I can't remember what it's called but the film where the rich young guy is paralysed and is cared for by a young woman who falls in love with him. I cried uncontrollably throughout.

To be fair I cry at all sad films but the above I found got to me more than most.

PugInTheHouse · 08/10/2022 11:01

A Time to Kill also. Harrowing.

PugInTheHouse · 08/10/2022 11:03

I watched Marley and Me recently and thought it was pretty sad but A Dogs Purpose is much worse. I honestly don't think I could ever watch it again, it is one of the saddest films and it is sad throughout, not just a sad ending.

PugInTheHouse · 08/10/2022 11:13

WhyCantPeopleBeNice · 07/10/2022 20:26

For me the horrific part wasn't Dahmer - but the police
It was one of the few series that has really made me realise how utterly racist the system is, the idea of reform made me sick knowing were still not there yet

A recent upset was Help on Netflix.
The idea i could have forgotten just how horrifc covid was for the care homes in such a short space of time. I was disappointed in myself

@WhyCantPeopleBeNice Yes I agree, the central park 5 was 1989 and JD was finally caught in 1991, it doesn't feel that it was that long ago and the racism was still so awful, and still not completely changed, especially in the US. That is what I found so harrowing about both series. It's the injustice, I said to DH if it had been a middle aged, middle class white man reporting JD then they probably would have listened.

I am not sure how much was dramatised as opposed to fact in the JD one but if the calls made by those officers to the victim's family then this was truly awful. I was having to do some work whilst watching it so missed bits but were the officers who ignored the reports the same ones who were given an award?

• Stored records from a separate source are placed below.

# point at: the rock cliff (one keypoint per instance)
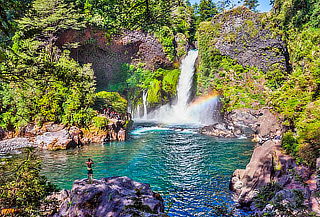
(248, 38)
(109, 197)
(53, 136)
(108, 53)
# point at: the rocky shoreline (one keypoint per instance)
(52, 136)
(272, 182)
(110, 197)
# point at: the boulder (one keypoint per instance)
(2, 133)
(261, 124)
(258, 173)
(14, 144)
(55, 140)
(115, 196)
(76, 135)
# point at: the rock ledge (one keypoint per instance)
(114, 196)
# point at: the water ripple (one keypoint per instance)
(190, 170)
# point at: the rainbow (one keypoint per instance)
(205, 99)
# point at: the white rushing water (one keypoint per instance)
(182, 112)
(144, 100)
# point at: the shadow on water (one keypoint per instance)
(190, 170)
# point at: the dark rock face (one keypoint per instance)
(246, 37)
(14, 144)
(261, 124)
(115, 196)
(107, 55)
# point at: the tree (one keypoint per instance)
(41, 82)
(9, 11)
(251, 4)
(207, 10)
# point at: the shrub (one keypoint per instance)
(100, 122)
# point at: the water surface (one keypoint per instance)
(190, 170)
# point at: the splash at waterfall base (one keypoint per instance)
(203, 110)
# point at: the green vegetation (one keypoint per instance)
(22, 188)
(293, 92)
(112, 99)
(161, 85)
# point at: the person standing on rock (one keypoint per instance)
(89, 169)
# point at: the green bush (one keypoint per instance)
(290, 143)
(100, 122)
(113, 99)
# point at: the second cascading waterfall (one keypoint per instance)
(199, 111)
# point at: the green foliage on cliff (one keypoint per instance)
(41, 82)
(112, 99)
(22, 187)
(161, 85)
(293, 93)
(223, 74)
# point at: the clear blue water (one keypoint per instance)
(190, 170)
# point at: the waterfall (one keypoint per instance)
(199, 111)
(144, 100)
(186, 80)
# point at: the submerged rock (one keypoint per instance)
(115, 196)
(260, 124)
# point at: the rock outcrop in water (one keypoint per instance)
(53, 136)
(270, 171)
(109, 197)
(261, 124)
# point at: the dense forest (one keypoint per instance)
(41, 82)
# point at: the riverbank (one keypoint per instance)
(113, 196)
(52, 136)
(272, 183)
(191, 171)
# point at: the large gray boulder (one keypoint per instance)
(13, 145)
(109, 197)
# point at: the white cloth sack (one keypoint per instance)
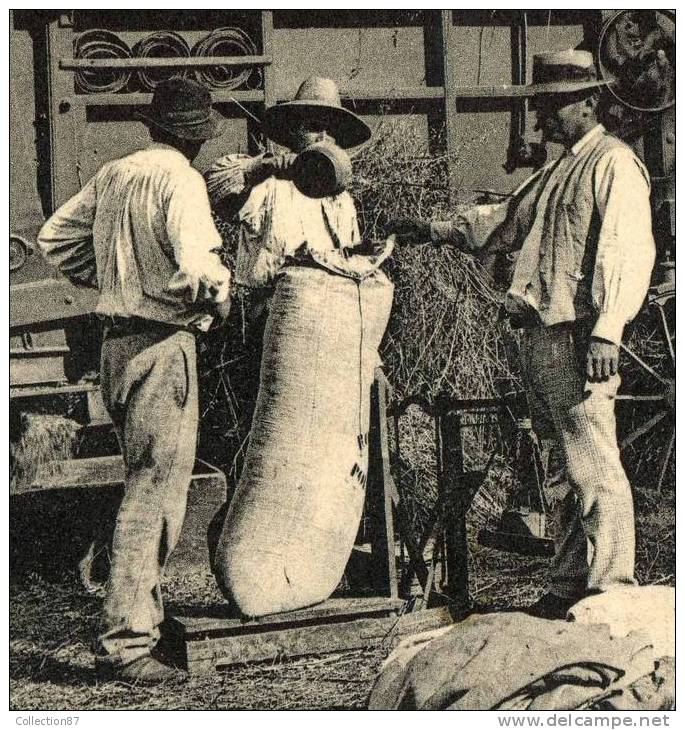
(292, 522)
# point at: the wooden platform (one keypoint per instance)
(211, 643)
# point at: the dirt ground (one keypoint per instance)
(52, 625)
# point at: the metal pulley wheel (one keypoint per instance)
(162, 44)
(637, 53)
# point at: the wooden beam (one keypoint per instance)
(267, 50)
(409, 93)
(205, 654)
(502, 91)
(138, 99)
(380, 489)
(450, 478)
(177, 62)
(449, 62)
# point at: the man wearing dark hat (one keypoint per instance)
(582, 226)
(141, 231)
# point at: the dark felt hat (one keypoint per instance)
(317, 98)
(183, 107)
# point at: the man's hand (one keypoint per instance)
(278, 164)
(410, 230)
(602, 359)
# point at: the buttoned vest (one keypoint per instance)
(569, 228)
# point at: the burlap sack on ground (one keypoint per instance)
(291, 524)
(514, 661)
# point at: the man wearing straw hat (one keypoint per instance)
(282, 219)
(141, 232)
(582, 226)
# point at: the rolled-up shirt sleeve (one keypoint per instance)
(494, 227)
(195, 240)
(625, 249)
(66, 238)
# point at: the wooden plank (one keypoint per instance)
(42, 391)
(501, 91)
(267, 17)
(203, 656)
(180, 62)
(64, 177)
(449, 62)
(408, 92)
(136, 99)
(379, 493)
(333, 609)
(97, 471)
(48, 300)
(450, 478)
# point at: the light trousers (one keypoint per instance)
(149, 386)
(596, 544)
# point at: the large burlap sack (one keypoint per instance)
(291, 525)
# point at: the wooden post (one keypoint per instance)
(65, 117)
(268, 70)
(379, 496)
(448, 63)
(454, 491)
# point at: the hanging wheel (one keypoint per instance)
(646, 400)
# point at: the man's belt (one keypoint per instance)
(116, 326)
(521, 321)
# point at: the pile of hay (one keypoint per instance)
(444, 335)
(43, 438)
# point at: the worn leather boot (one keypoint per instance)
(145, 670)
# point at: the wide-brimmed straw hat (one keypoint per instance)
(317, 98)
(560, 72)
(183, 107)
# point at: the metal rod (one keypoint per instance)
(646, 426)
(667, 458)
(643, 364)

lollipoprainbow · 08/10/2022 11:21

The father

CatJumperTwat · 08/10/2022 11:42

The Seasoning House. A horror about trafficked women in a brothel. It was too real, and the ending was too bleak, and I will never rewatch it.

Iamdobby63 · 08/10/2022 12:01

SomeSquirrelsAreBlack · 07/10/2022 22:28

Iamdobby63
Anthony Hopkins!!

Yes!!! He gets me every time, no matter the film

TheSmallestOneWasMadeline · 08/10/2022 13:31

Titanic - specifically the bit where the woman is reading her kids a bedtime story knowing that they won't survive, the old couple holding each other in bed and then towards the end where one of old boats goes back they find a woman and her tiny baby frozen to death in the water. What those people must have felt in their final hours in real life haunts me.

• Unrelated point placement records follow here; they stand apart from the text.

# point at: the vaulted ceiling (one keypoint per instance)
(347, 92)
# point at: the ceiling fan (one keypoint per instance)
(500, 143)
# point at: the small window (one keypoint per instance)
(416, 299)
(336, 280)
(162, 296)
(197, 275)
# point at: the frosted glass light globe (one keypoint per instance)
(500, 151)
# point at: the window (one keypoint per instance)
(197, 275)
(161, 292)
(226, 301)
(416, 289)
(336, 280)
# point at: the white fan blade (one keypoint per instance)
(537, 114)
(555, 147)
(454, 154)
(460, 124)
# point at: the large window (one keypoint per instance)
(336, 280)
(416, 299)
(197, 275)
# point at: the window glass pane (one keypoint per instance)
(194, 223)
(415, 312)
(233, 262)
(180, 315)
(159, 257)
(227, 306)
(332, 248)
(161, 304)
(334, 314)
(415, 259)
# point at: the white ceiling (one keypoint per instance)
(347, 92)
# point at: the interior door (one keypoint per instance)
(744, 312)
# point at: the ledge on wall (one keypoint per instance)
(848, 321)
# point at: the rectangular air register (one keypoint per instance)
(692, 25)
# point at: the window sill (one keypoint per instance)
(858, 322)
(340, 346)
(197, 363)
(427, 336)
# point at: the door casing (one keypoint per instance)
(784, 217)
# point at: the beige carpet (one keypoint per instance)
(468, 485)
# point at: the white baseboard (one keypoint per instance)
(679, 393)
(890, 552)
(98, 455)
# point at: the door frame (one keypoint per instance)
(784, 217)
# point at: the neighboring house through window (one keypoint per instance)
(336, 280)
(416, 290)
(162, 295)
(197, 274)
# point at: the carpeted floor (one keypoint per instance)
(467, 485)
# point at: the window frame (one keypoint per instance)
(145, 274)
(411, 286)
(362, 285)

Also used to get really upset at the Butterfly Effect, his dog getting dragged into the fire and the whole child abuse film in the basement thing.

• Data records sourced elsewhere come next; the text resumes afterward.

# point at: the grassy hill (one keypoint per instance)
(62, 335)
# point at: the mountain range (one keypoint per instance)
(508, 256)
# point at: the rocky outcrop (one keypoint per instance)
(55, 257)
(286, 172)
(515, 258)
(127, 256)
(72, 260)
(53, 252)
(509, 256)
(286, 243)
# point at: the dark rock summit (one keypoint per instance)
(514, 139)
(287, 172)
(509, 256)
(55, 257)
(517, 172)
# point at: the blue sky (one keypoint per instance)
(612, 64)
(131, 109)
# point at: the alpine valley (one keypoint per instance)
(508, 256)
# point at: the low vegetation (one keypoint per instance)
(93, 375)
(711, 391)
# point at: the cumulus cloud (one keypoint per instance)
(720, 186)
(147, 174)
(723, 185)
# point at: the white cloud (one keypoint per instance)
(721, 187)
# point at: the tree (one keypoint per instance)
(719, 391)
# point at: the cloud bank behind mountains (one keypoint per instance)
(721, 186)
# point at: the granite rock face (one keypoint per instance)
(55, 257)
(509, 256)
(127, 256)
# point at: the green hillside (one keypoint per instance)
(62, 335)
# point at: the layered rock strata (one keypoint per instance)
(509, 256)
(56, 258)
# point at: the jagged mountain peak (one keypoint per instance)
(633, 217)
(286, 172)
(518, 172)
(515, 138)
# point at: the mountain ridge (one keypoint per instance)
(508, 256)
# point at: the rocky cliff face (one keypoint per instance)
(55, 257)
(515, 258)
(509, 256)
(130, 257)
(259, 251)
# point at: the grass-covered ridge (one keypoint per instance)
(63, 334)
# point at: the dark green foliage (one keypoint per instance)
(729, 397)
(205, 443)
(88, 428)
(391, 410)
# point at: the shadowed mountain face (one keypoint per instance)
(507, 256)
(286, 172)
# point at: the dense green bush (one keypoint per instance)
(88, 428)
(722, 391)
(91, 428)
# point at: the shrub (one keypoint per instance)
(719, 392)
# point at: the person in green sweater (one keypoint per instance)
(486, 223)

HumunaHey · 08/10/2022 13:36

The Kalief Browder Story

Not a film but a six-parter about a young boy wrongfully accused of something minor and how it changed the whole course of his life. It's gut wrenching and still affects me when I think back about it.

Child of Rage

It's been made into a film but I actually watched the documentary about the real girl on YouTube. It documents the awful effects child abuse has had on her (mainly how she went on to severely abuse her brother) and her rehabilitation. Towards the end a therapist says to her "And what happens when you hurt other people?" and she gives her learned response "I'm really just hurting myself". It just got me bawling with how she had to face up to the fact that the horrible abuse she endured had turned her into a monster and nearly entirely ruined her life.

Both get to me because they are true accounts of real life experiences. So much horror and injustice in this world.